Home » Dixie Inn changes monthly council meeting day

Dixie Inn changes monthly council meeting day

by Minden Press-Herald

DIXIE INN – The Village of Dixie Inn has changed the day and time of their monthly meetings.

Mayor Kay Stratton said the meetings will be at 5 p.m., on the second Tuesday of each month.

“We’ve had the council meetings at night time for a number of years,” she said. “We usually have one gentleman that comes to our council meetings,
outside of the police chief, the city council members, the water man, the clerk and the mayor.”

City court was held at 6 p.m., the hour before the council meeting. In the past, there was comp time paid for one person staying for the meetings, she said.

“When I took over in January, some had asked about changing the time,” she said. “I said that’s fine, and I asked about changing the day from Monday.”
After some discussion on what day would be the best for the public – because Wednesday is church night for many, Mondays were busy, and Friday marked the beginning of the weekend – the council agreed to set the date on Tuesdays. Mayor’s Court was also moved from 6 p.m. on the second Monday of each month to 4 p.m. on the second Tuesday of each month.

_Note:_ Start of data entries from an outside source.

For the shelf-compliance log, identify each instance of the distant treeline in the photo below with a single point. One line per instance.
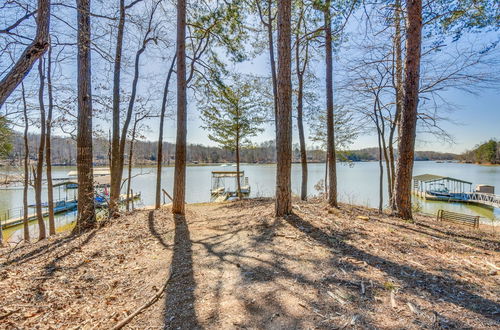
(145, 152)
(486, 153)
(371, 154)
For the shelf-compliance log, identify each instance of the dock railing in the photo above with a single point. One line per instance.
(484, 198)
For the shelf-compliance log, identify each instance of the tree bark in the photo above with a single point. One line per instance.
(41, 148)
(272, 60)
(178, 206)
(300, 109)
(123, 138)
(332, 162)
(159, 160)
(381, 167)
(26, 168)
(284, 118)
(32, 53)
(397, 82)
(86, 210)
(48, 151)
(238, 180)
(131, 151)
(407, 128)
(116, 172)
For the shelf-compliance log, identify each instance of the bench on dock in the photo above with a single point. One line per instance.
(464, 219)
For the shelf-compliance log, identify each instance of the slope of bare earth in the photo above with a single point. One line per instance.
(233, 265)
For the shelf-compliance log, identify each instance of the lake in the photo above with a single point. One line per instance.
(357, 184)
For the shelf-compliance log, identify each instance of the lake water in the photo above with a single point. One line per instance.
(357, 184)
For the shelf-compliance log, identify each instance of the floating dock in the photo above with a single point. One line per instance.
(446, 189)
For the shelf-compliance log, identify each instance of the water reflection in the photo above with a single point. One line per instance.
(357, 184)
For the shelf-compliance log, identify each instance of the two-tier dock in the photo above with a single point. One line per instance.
(448, 189)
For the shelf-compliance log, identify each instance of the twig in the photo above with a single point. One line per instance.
(147, 304)
(8, 313)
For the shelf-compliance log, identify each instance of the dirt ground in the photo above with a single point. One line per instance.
(233, 266)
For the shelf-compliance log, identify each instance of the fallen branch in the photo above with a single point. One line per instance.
(147, 304)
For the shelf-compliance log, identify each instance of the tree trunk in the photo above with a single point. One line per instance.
(26, 168)
(407, 128)
(272, 60)
(300, 108)
(332, 162)
(284, 118)
(129, 183)
(48, 152)
(41, 148)
(178, 206)
(159, 160)
(398, 82)
(86, 211)
(238, 179)
(116, 171)
(381, 167)
(33, 52)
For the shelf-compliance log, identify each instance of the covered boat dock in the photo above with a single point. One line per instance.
(438, 187)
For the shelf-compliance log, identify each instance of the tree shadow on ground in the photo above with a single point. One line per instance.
(180, 299)
(45, 247)
(439, 287)
(154, 231)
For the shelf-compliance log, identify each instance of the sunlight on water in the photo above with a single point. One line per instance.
(357, 184)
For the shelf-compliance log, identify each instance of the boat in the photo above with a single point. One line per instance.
(63, 206)
(438, 190)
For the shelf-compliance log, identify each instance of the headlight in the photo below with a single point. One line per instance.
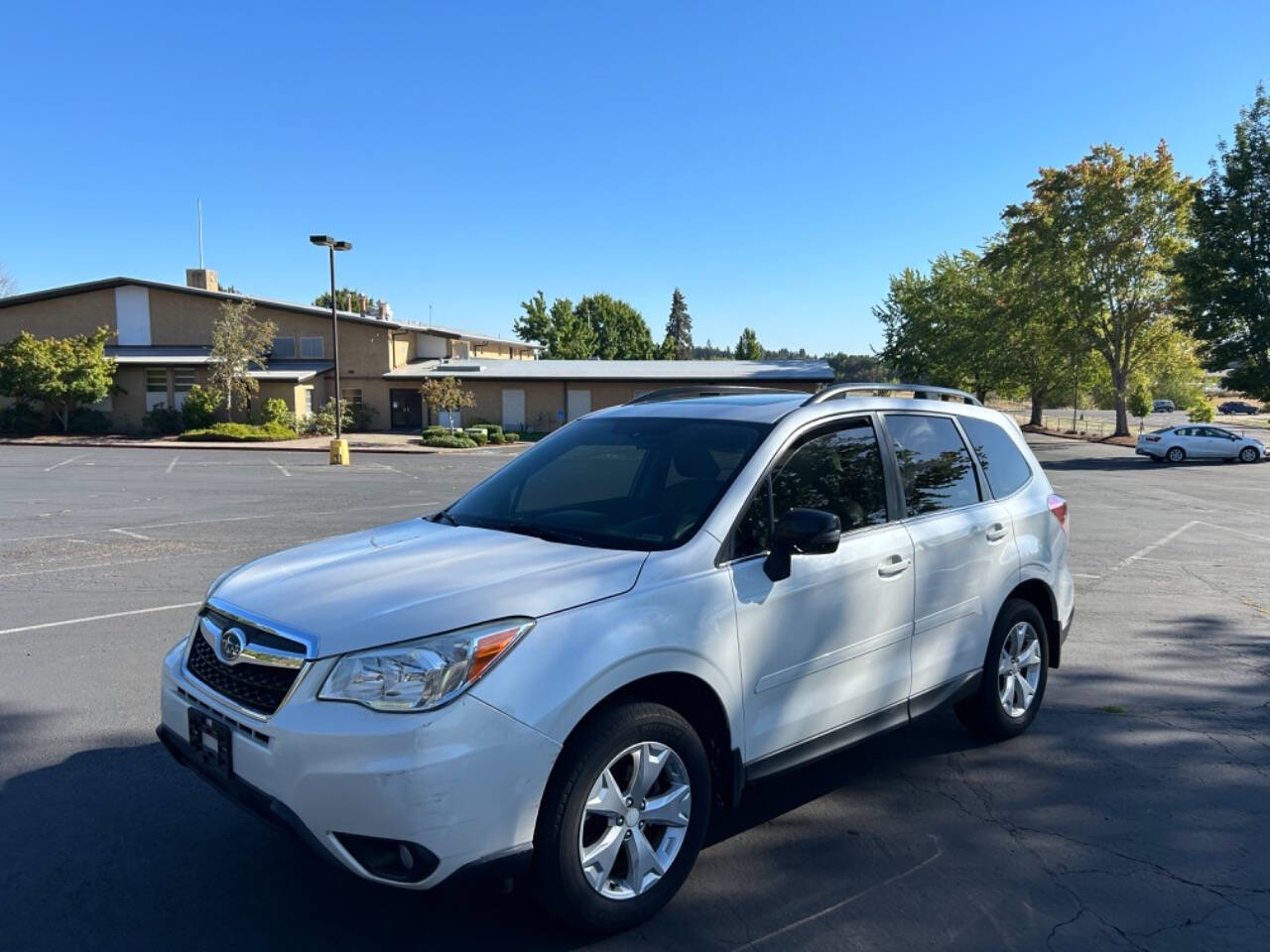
(423, 674)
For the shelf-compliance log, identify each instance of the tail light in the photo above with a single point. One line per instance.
(1058, 508)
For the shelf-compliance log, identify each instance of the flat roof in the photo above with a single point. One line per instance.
(121, 281)
(668, 371)
(295, 371)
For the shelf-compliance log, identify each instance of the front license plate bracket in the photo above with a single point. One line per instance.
(213, 744)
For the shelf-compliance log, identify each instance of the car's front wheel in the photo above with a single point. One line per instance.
(622, 819)
(1014, 675)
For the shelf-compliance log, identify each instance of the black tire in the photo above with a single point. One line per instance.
(983, 712)
(558, 878)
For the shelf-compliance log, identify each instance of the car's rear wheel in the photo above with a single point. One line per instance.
(622, 819)
(1014, 675)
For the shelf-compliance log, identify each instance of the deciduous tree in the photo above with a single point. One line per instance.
(60, 372)
(1227, 273)
(445, 394)
(1112, 223)
(239, 340)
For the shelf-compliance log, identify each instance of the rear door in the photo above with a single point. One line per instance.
(829, 644)
(964, 549)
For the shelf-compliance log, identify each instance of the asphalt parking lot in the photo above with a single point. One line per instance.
(1135, 814)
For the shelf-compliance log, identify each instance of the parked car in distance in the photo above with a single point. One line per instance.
(1199, 442)
(566, 670)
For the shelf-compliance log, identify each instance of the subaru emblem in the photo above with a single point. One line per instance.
(232, 643)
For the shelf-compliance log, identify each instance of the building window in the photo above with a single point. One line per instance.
(182, 380)
(157, 388)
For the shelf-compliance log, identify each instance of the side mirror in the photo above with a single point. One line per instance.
(802, 532)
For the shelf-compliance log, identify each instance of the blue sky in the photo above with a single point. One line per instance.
(775, 162)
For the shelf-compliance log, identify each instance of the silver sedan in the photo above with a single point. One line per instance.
(1199, 442)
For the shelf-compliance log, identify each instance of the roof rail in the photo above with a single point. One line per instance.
(921, 391)
(690, 393)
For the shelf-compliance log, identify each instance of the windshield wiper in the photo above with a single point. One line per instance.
(543, 532)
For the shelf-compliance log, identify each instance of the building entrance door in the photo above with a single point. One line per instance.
(407, 409)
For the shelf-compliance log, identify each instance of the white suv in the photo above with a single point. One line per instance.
(663, 602)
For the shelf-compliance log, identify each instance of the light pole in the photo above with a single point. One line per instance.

Employees are not paid to be at the council meetings, she said. Each alderman draws a check of $350 per month, with an extra $50 if there is a special meeting.

Dixie Inn is chartered under the Lawrason Act, a state guideline that governs municipal bodies without a charter. The Lawrason Act is silent on the issue of changing dates and times of meetings, other than to stipulate that municipalities must hold a meeting each month and it be established by ordinance.

Mayor’s Pay

The board of aldermen, in February, unanimously agreed to amend an ordinance regarding the mayor’s pay. In the original ordinance passed in December 2008, Ordinance 112, the mayor was paid $2,000 per month “payable in two biweekly payments of $1,000 each.” The mayor was also paid an additional $50 for one special meeting each month.

Stratton said the minutes from the December meeting do not reflect what the ordinance dictates. The minutes from the December meeting reflect “$1,000 biweekly and $50 for each special meeting.”

“I’d always understood that it was $2,000 a month,” she said. “We had to make the ordinance match what the minutes said, because the ordinance did match the minutes. Had that not taken place, the previous mayor would have had to go back and pay about $14,000 back, because she would have been overpaid, according to the ordinance we had.”

Stratton said the minutes are the binding factor for the ordinance.

The extra $50 for special meetings was also removed from the amendment, so that the mayor does not get it. The board of aldermen are paid $350 per month with the extra $50 for the special meetings.

“The minutes made it ok for how the mayor was paid, but we had to get that ordinance fixed,” she said.